We need photographers like this. Photographers who are willing to stand by and document events which are terrible, cruel and tragic. Yes, even events like a man about to crushed by an oncoming subway train after being pushed from the platform. It's a moment in time, a moment in human history, and it shouldn't be hidden away or swept under the rug- it deserves to be documented. This man deserves to have the last few moments of his life be seen by the world so that we can understand even some small amount of the terror that must have gone through him. Discussing it with words keeps it in the abstract- this photograph is more powerful than any mere discussion. It makes the tragedy real. That's important.

Now, the USAGE of such a photograph- splashing the word "DOOMED" across it to draw newstand eyes- that's less about capturing a moment in time and more about selling papers, and yes, it's pretty unforgivable. It's nothing to do with the photo itself or the person that took it, though.
 

Spade Lead

New member
Nov 9, 2009
1,042
0
0
Daystar Clarion said:
Condemning the action, not the man.

I'm not one for ad hominem.
His job as a photographer is to capture life as it happens.
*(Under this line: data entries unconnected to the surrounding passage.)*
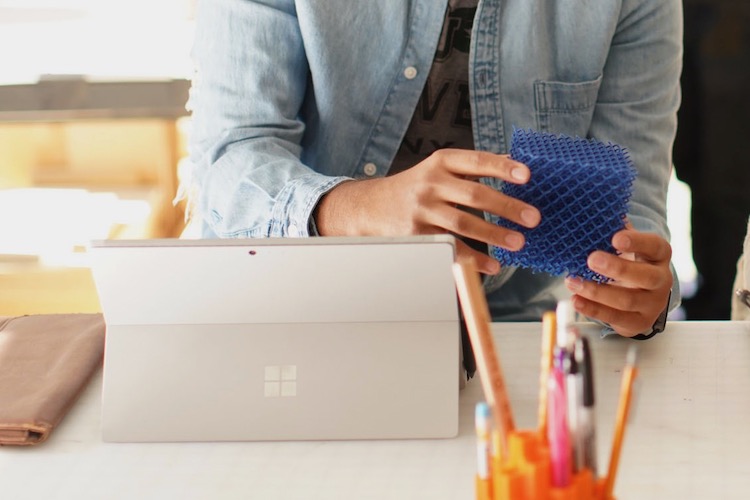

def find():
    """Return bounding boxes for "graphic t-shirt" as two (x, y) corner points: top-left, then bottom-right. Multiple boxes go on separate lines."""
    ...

(388, 0), (478, 175)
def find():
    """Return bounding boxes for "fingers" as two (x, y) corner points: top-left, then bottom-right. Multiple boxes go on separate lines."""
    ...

(612, 229), (672, 263)
(565, 229), (673, 336)
(571, 295), (656, 337)
(438, 179), (542, 228)
(429, 149), (531, 188)
(456, 240), (500, 274)
(424, 205), (526, 251)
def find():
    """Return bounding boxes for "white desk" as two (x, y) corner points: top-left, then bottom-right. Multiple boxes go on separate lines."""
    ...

(0, 322), (750, 500)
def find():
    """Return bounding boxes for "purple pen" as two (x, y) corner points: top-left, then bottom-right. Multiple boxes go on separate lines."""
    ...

(547, 348), (573, 488)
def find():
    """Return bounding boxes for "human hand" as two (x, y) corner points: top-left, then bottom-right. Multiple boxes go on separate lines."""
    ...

(565, 225), (672, 337)
(315, 149), (541, 274)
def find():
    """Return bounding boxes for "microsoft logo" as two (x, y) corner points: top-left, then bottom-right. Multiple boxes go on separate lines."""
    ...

(263, 365), (297, 398)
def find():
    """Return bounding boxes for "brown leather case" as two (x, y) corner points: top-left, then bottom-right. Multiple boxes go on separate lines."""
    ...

(0, 314), (105, 445)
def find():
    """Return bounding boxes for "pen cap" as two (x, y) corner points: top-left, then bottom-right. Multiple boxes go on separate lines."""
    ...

(555, 300), (576, 348)
(575, 336), (594, 406)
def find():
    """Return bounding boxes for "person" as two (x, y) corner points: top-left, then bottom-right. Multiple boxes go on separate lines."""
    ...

(189, 0), (682, 338)
(730, 215), (750, 321)
(673, 0), (750, 320)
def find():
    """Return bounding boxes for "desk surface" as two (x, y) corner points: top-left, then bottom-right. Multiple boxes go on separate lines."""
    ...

(0, 322), (750, 500)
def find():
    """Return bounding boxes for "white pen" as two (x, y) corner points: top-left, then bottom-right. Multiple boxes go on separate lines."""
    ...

(575, 336), (598, 478)
(556, 300), (583, 472)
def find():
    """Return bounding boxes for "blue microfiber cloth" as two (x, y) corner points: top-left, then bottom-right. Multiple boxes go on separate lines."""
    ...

(493, 128), (636, 283)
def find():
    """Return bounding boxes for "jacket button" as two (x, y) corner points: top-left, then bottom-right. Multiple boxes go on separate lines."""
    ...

(365, 163), (378, 177)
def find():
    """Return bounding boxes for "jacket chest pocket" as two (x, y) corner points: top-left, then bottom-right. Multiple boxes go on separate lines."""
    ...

(534, 76), (602, 137)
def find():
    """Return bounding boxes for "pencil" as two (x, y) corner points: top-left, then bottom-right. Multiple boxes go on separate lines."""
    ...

(453, 261), (515, 456)
(539, 311), (557, 440)
(603, 346), (638, 500)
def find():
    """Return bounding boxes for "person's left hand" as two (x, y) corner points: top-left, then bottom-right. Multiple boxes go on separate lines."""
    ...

He is, from the standpoint of a photographer and someone who has ridden on the subway before, doing what is in the job description first, and not wasting his time trying to save the man who is already "DOOMED" from the outset. The fact that you can see the subway car at all means that there is no time for anyone who is not in the picture to save him before the subway hits him. What a lot of people who have never ridden a subway don't realize is that the subway does not stop as soon as it enters the station, but it continues to a designated stopping area, and that isn't always a point that ends with the last car of the train just outside the end of the tunnel. This subway was probably still doing 30 miles per hour when this picture was taken. Who the hell wants to run out in front of a train doing 30 miles per hour on the off chance that "Maybe" you can save the guy in front of it, but more realistically you are just risking getting hit yourself.

Also, what Space Spoons said above me.
 

SaetonChapelle

New member
May 11, 2010
477
0
0
I remember a while ago the New York Post released an image of a man trapped in between the train tracks and the train, still alive but begging for assistence. It stated that he was stuck and until paramedics arrived that nothing could be done, however I still found it revolting. I can't imagine being in a horrific and painful situation only to have someone come up to me with a camera and start snapping photo's.
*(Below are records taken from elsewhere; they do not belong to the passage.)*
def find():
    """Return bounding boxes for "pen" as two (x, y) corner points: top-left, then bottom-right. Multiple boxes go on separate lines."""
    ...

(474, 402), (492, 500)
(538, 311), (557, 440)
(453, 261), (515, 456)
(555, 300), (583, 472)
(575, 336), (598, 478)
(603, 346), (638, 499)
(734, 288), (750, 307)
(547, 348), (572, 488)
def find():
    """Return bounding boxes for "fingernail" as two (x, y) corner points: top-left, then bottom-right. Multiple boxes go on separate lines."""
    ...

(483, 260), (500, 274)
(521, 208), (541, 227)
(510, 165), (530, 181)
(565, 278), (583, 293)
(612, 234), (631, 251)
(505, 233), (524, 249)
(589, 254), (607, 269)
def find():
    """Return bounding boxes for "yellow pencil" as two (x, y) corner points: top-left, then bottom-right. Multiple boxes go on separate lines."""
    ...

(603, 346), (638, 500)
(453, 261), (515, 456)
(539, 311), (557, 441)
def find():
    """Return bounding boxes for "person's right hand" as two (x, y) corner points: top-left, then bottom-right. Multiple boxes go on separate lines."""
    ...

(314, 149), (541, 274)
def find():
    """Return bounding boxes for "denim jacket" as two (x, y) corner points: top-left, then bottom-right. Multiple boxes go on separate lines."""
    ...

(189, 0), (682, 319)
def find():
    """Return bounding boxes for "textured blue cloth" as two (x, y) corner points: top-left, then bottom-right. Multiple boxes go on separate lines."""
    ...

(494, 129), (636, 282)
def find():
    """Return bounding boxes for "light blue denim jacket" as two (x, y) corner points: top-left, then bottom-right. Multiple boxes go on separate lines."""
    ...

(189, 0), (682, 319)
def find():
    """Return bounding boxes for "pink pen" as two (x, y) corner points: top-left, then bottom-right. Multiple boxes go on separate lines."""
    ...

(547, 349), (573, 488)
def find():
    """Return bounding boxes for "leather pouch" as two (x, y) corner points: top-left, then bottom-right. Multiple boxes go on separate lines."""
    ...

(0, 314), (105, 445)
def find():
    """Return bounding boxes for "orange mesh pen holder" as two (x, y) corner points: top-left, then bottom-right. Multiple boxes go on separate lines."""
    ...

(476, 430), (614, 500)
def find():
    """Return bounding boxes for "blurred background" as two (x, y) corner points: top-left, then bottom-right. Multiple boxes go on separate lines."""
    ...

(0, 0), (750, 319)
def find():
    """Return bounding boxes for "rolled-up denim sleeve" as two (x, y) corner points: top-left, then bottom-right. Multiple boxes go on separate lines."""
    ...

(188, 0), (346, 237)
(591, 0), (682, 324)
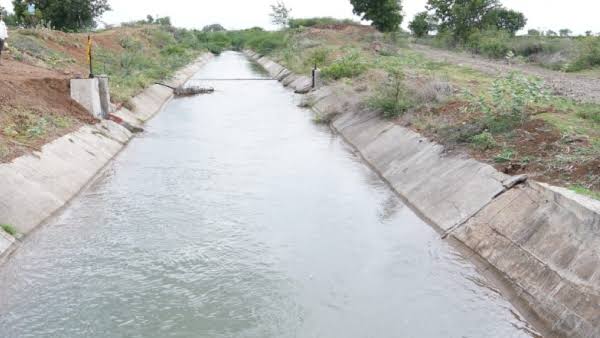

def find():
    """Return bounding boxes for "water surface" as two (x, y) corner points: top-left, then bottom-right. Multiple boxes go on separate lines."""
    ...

(0, 53), (530, 338)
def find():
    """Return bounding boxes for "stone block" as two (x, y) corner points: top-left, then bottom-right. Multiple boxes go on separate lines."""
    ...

(71, 78), (103, 119)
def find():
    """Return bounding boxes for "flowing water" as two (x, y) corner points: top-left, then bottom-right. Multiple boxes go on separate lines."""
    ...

(0, 53), (532, 338)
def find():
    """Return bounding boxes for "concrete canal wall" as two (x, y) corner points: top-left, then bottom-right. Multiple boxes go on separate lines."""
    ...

(0, 54), (213, 257)
(246, 51), (600, 338)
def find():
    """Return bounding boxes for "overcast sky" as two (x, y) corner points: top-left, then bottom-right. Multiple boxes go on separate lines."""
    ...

(0, 0), (600, 33)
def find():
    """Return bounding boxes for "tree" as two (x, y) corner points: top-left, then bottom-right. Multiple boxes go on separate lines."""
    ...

(13, 0), (110, 31)
(270, 1), (292, 28)
(482, 7), (527, 36)
(408, 12), (431, 38)
(154, 16), (171, 26)
(202, 23), (226, 32)
(558, 28), (573, 38)
(427, 0), (500, 42)
(350, 0), (404, 32)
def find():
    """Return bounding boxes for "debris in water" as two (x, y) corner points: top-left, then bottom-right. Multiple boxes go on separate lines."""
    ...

(173, 86), (215, 96)
(156, 82), (215, 96)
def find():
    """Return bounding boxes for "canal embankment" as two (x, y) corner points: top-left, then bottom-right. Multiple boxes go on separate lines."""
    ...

(246, 51), (600, 337)
(0, 53), (213, 257)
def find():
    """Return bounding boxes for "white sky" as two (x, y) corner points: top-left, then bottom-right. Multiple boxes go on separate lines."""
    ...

(0, 0), (600, 34)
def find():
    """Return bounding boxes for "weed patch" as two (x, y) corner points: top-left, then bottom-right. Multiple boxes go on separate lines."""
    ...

(322, 52), (368, 80)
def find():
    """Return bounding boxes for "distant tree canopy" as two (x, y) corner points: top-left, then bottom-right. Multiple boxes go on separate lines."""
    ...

(427, 0), (527, 42)
(482, 8), (527, 35)
(350, 0), (404, 32)
(558, 28), (573, 38)
(270, 1), (292, 28)
(202, 23), (226, 32)
(408, 12), (432, 38)
(13, 0), (110, 31)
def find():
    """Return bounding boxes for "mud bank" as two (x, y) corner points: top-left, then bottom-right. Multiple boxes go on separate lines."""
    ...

(246, 51), (600, 338)
(0, 54), (213, 257)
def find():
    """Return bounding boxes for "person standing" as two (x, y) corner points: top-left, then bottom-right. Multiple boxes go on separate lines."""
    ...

(0, 13), (8, 65)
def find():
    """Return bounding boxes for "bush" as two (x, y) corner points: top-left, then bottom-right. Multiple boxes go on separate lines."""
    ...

(467, 30), (511, 59)
(289, 17), (360, 28)
(471, 131), (496, 150)
(567, 36), (600, 72)
(322, 53), (367, 80)
(245, 31), (287, 55)
(477, 73), (548, 133)
(304, 48), (330, 67)
(368, 68), (413, 118)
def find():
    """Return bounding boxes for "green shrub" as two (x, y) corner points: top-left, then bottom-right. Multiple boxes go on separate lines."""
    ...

(119, 35), (144, 50)
(476, 73), (548, 133)
(494, 149), (515, 163)
(0, 224), (18, 236)
(322, 52), (368, 80)
(577, 111), (600, 124)
(467, 30), (511, 59)
(246, 31), (287, 55)
(289, 17), (360, 28)
(471, 131), (496, 150)
(368, 68), (414, 118)
(304, 48), (330, 67)
(567, 36), (600, 72)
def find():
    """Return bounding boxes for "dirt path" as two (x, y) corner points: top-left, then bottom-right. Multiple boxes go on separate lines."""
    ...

(411, 44), (600, 103)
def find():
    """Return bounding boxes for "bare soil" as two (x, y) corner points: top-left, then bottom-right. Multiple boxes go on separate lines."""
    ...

(410, 44), (600, 103)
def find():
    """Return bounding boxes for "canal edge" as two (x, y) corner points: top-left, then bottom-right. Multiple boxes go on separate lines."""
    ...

(0, 53), (214, 265)
(244, 50), (600, 337)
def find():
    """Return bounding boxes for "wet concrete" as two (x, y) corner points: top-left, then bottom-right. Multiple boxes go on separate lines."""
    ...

(0, 53), (533, 337)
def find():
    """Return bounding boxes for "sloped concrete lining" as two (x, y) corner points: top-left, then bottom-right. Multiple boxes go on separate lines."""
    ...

(452, 182), (600, 337)
(246, 51), (600, 338)
(0, 54), (212, 256)
(244, 50), (312, 94)
(0, 230), (15, 258)
(71, 78), (104, 119)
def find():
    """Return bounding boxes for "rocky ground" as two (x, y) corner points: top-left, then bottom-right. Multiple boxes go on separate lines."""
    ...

(411, 44), (600, 103)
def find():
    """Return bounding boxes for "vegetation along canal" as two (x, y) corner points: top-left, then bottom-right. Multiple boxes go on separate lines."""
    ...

(0, 52), (536, 337)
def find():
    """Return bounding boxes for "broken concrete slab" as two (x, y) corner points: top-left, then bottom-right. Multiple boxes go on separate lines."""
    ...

(452, 182), (600, 337)
(71, 78), (104, 119)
This though, this makes me sad. The only thing that comes to mind is that the man decided a picture was worth more then running over and rescuing the individual. The only conclusion I could have for him is that perhaps he has a long field lens, but even I know the lengths of those subways, living in new york city myself. And even then, I feel like perhaps if I was that man, my first thought wouldn't be "whelp, time for a photo!" I don't know...
 

Jacco

New member
May 1, 2011
1,738
0
0
Smeatza said:
Whether he would have been able to actually help is irrelevant. Those were seconds that may have saved his life and they may not have. But the fact he chose to take a picture instead of ATTEMPTING to help is disgraceful.
 

Jacco

New member
May 1, 2011
1,738
0
0
Scow2 said:
Jacco said:
No you guys! Christ almighty in heaven. The photo is not okay at all. This ************ stood there and took a picture while someone DIED when they had the option to help them. What is okay about that?

The other pictures you mentioned are ones where there was not necessarily immediate danger or else nothing could be done.

This piece of shit is neither of those things.
This... although if others were rushing to help, it's possible the photographer stood back to keep from getting in the way of other attempts to help. And if the psycho who shoved him was still on the scene, getting close where he could shove you as well is a deterrant to helping the guy.
True, but then that begs the question of why others didn't restrain him while someone attempted to help the guy.